Nearly two-thirds of Americans believe torture can be justified to extract information from suspected terrorists, according to a Reuters/Ipsos poll, a level of support similar to that seen in countries like Nigeria where militant attacks are common.
The poll reflects a US public on edge after the massacre of 14 people in San Bernardino in December and large-scale attacks in Europe in recent months, including a bombing claimed by the militant group Islamic State last week that killed at least 32 people in Belgium.
Donald Trump, the frontrunner for the 2016 Republican presidential nomination, has forcefully injected the issue of whether terrorism suspects should be tortured into the election campaign.
Trump has said he would seek to roll back President Barack Obama’s ban on waterboarding — an interrogation technique that simulates drowning that human rights groups contend is illegal under the Geneva Conventions. Trump has also vowed to “bring back a hell of a lot worse” if elected.

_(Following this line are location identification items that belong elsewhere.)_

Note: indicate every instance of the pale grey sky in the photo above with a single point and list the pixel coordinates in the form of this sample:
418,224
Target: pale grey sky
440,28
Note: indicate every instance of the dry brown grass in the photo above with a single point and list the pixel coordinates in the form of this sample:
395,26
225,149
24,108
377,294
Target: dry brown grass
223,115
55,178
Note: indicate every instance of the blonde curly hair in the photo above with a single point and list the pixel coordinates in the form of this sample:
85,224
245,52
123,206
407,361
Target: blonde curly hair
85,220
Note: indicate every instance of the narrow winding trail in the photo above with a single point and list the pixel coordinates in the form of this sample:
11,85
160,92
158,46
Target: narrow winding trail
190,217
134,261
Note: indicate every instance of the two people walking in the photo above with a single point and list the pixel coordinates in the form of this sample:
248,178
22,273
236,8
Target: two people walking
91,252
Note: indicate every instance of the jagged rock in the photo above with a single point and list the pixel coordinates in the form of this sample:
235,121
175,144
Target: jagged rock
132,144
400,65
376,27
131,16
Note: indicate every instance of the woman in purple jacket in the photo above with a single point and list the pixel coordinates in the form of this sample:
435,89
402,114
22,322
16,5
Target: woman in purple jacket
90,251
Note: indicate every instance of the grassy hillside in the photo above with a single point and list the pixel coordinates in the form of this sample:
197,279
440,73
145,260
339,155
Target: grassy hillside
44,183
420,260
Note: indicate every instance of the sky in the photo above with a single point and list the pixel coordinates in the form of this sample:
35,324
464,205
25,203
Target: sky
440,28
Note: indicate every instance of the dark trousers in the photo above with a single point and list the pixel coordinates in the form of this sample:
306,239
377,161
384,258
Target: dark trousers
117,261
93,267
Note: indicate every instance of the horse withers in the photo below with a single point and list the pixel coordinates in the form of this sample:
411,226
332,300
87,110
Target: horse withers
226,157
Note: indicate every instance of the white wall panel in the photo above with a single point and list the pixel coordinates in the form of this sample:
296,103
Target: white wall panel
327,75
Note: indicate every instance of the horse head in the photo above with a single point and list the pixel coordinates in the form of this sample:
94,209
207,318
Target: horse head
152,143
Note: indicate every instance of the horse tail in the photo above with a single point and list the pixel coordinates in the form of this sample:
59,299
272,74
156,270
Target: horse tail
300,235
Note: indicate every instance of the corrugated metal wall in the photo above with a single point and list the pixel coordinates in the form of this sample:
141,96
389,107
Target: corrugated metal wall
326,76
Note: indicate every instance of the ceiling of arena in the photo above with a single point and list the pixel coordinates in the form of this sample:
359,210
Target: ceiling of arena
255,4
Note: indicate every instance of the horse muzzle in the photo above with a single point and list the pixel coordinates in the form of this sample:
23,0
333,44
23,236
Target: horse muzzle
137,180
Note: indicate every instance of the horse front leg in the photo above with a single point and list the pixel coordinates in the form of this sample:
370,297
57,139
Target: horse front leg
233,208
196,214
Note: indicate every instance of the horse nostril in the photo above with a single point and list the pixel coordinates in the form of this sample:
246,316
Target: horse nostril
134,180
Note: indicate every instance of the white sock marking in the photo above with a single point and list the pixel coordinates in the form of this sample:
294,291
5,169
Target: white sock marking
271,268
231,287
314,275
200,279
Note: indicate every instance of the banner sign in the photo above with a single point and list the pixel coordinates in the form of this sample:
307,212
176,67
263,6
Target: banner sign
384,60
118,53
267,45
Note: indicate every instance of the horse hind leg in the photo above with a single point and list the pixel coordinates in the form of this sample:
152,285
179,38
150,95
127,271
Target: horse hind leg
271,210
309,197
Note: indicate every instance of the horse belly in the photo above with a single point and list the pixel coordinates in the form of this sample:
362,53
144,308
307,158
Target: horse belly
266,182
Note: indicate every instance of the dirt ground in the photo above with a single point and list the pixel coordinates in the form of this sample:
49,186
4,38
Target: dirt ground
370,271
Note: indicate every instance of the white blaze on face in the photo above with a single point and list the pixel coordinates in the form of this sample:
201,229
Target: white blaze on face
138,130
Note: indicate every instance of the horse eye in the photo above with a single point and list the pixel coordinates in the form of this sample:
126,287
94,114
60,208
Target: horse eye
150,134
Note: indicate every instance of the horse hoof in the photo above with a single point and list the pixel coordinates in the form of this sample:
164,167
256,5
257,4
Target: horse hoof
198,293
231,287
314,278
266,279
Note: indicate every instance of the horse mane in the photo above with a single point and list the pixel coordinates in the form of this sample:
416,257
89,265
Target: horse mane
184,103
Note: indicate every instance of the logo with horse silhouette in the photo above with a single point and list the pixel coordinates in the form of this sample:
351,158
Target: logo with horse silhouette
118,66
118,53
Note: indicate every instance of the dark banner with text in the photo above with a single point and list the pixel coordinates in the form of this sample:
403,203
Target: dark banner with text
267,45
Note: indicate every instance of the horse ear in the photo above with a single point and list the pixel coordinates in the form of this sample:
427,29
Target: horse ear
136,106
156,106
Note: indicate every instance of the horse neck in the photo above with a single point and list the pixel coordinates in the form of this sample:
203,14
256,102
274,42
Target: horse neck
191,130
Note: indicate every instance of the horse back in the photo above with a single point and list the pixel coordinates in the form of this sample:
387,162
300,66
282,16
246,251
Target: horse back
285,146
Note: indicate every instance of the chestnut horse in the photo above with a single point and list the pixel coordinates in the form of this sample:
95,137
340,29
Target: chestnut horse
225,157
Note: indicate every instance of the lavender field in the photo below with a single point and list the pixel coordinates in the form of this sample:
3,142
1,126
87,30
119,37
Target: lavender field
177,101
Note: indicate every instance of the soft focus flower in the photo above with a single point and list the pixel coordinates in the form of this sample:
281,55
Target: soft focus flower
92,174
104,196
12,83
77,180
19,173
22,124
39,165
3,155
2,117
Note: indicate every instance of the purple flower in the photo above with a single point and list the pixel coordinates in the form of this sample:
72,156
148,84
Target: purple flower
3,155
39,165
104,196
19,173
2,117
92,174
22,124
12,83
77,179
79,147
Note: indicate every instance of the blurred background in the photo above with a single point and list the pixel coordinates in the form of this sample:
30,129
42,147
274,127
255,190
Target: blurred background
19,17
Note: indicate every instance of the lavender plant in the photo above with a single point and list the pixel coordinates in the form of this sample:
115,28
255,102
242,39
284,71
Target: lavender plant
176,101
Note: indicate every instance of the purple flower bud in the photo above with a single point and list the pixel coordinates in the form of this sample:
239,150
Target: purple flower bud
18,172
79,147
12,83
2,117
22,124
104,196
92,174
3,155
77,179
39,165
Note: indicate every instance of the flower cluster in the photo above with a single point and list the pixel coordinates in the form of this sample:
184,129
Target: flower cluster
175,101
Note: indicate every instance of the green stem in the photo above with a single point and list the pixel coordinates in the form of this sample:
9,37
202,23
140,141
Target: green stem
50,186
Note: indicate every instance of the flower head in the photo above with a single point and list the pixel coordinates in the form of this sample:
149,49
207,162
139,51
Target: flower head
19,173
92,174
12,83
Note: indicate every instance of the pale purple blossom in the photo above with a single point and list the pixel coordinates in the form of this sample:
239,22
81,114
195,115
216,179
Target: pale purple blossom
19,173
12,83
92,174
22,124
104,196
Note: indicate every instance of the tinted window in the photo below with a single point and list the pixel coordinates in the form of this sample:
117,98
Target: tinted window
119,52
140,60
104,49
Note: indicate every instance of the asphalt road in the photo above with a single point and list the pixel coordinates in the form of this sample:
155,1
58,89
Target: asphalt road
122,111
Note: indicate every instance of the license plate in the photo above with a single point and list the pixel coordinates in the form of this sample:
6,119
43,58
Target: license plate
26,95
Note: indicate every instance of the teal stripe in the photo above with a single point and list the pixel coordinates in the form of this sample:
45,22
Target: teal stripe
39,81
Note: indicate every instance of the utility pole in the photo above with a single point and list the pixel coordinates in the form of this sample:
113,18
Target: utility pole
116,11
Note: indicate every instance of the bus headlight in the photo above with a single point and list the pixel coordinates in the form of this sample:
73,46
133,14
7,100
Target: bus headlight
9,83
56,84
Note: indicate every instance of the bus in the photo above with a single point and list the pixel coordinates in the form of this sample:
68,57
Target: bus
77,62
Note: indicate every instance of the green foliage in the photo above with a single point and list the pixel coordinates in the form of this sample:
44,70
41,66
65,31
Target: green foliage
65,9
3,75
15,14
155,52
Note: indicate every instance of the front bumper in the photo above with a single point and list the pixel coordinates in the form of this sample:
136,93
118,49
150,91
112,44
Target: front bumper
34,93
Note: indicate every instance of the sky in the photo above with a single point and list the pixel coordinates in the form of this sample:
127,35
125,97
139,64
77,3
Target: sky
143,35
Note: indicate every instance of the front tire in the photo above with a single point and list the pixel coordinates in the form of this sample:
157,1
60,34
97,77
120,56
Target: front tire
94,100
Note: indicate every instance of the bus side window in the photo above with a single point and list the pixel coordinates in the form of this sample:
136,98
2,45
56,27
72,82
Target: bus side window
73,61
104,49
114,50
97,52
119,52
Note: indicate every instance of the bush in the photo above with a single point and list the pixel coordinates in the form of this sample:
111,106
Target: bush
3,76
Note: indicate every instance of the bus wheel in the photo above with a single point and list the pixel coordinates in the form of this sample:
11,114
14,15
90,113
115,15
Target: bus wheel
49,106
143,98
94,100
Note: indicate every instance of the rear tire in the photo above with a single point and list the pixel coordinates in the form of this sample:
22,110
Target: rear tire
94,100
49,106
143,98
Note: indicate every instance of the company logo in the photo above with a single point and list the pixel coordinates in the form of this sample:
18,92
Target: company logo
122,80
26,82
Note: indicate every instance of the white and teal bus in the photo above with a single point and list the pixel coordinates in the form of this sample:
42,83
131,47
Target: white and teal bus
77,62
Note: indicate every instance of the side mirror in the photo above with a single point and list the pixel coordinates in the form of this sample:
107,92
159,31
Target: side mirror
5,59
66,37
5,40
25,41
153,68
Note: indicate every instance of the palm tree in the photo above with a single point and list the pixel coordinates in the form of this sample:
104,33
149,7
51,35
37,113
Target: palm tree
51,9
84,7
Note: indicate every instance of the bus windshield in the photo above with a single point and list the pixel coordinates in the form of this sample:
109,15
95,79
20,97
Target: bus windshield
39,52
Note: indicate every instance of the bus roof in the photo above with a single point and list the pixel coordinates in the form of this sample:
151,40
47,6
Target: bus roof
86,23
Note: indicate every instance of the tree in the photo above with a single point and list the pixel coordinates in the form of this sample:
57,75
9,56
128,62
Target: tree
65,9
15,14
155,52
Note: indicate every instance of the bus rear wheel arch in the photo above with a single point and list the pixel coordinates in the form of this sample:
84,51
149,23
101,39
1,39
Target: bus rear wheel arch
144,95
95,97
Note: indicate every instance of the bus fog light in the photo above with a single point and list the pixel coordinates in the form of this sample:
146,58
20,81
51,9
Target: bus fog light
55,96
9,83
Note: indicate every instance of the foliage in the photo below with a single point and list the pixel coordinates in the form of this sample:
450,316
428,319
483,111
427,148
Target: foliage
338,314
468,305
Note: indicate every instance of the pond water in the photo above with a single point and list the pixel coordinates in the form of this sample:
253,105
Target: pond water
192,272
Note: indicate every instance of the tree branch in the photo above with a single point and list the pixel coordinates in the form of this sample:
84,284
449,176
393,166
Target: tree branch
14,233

Trump’s stance has drawn broad criticism from human rights organizations, world bodies, and political rivals. But the poll findings suggest that many Americans are aligned with Trump on the issue, although the survey did not ask respondents to define what they consider torture.
“The public right now is coping with a host of negative emotions,” said Elizabeth Zechmeister, a Vanderbilt University professor who has studied the link between terrorist threats and public opinion. “Fear, anger, general anxiety: (Trump) gives a certain credibility to these feelings,” she said.

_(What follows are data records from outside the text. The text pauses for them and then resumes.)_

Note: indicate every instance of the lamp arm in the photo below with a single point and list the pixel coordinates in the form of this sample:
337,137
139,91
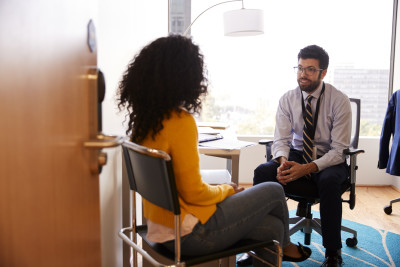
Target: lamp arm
190,26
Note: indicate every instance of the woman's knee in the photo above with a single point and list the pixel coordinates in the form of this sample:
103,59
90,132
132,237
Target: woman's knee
270,190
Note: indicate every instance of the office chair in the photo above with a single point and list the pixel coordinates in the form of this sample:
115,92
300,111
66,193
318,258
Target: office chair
304,220
388,209
146,168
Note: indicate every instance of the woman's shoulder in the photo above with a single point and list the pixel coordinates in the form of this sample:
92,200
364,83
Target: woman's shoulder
181,116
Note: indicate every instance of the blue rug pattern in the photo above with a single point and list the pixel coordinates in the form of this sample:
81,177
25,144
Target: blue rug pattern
375,247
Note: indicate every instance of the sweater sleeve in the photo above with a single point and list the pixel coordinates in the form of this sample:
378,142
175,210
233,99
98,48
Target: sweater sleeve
183,137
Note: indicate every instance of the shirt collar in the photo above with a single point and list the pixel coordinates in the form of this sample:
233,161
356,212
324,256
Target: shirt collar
315,94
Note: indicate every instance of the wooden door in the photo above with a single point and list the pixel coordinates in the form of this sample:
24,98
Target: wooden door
49,197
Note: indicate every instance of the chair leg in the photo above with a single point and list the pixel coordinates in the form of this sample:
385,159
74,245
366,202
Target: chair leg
394,200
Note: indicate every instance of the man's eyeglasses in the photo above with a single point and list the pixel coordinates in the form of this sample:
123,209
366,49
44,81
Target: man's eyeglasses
306,71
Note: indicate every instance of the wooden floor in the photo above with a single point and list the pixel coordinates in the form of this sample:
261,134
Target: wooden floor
370,202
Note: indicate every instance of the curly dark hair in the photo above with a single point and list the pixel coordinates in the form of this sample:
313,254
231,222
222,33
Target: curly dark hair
168,74
315,52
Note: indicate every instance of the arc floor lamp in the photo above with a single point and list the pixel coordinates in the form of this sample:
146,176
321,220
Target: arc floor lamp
239,22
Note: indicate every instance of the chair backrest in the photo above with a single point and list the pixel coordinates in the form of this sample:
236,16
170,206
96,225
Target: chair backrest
356,115
150,174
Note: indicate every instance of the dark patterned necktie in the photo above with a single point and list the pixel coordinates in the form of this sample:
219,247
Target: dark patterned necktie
308,142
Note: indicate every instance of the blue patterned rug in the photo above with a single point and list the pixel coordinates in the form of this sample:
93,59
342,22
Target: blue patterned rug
375,247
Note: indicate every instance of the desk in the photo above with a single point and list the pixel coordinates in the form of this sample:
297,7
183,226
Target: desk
232,157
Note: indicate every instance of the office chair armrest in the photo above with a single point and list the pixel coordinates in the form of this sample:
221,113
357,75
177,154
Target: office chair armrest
268,145
352,151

The March 22-28 online poll asked respondents if torture can be justified “against suspected terrorists to obtain information about terrorism.” About 25 per cent said it is “often” justified while another 38 per cent it is “sometimes” justified. Only 15 per cent said torture should never be used.
Republicans were more accepting of torture to elicit information than Democrats: 82 per cent of Republicans said torture is “often” or “sometimes” justified, compared with 53 per cent of Democrats.
About two-thirds of respondents also said they expected a terrorist attack on US soil within the next six months.
Terrorism top concern
Surveys by other polling agencies in recent years have shown US support for the use of torture at around 50 per cent. A 2014 survey by Amnesty International, for example, put American support for torture at about 45 per cent, compared with 64 per cent in Nigeria, 66 per cent in Kenya and 74 per cent in India.
Nigeria is battling a seven-year-old insurgency that has displaced 2 million people and killed thousands, while al Shabaab militants have launched a series of deadly attacks in Kenya. India is fighting a years-old Maoist insurgency that has killed hundreds.
In November, terrorism replaced economy as the top concern for many Americans in Reuters/Ipsos polling, shortly after militants affiliated with the Islamic State killed 130 people in Paris.
At the same time, Trump surged in popularity among Republicans, who viewed him as the strongest candidate to deal with terrorism. Besides his advocacy of waterboarding, Trump said that he would “bomb the hell out of ISIS,” using an alternative acronym for Islamic State.
“You’re dealing with people who don’t play by any rules. And I can’t see why we would tie our hands and take away options like waterboarding,” said Jo Ann Tieken, 71, a Trump supporter.
Tieken said her views had been influenced by the injuries suffered by her two step-grandsons while serving in the military four years ago in Afghanistan.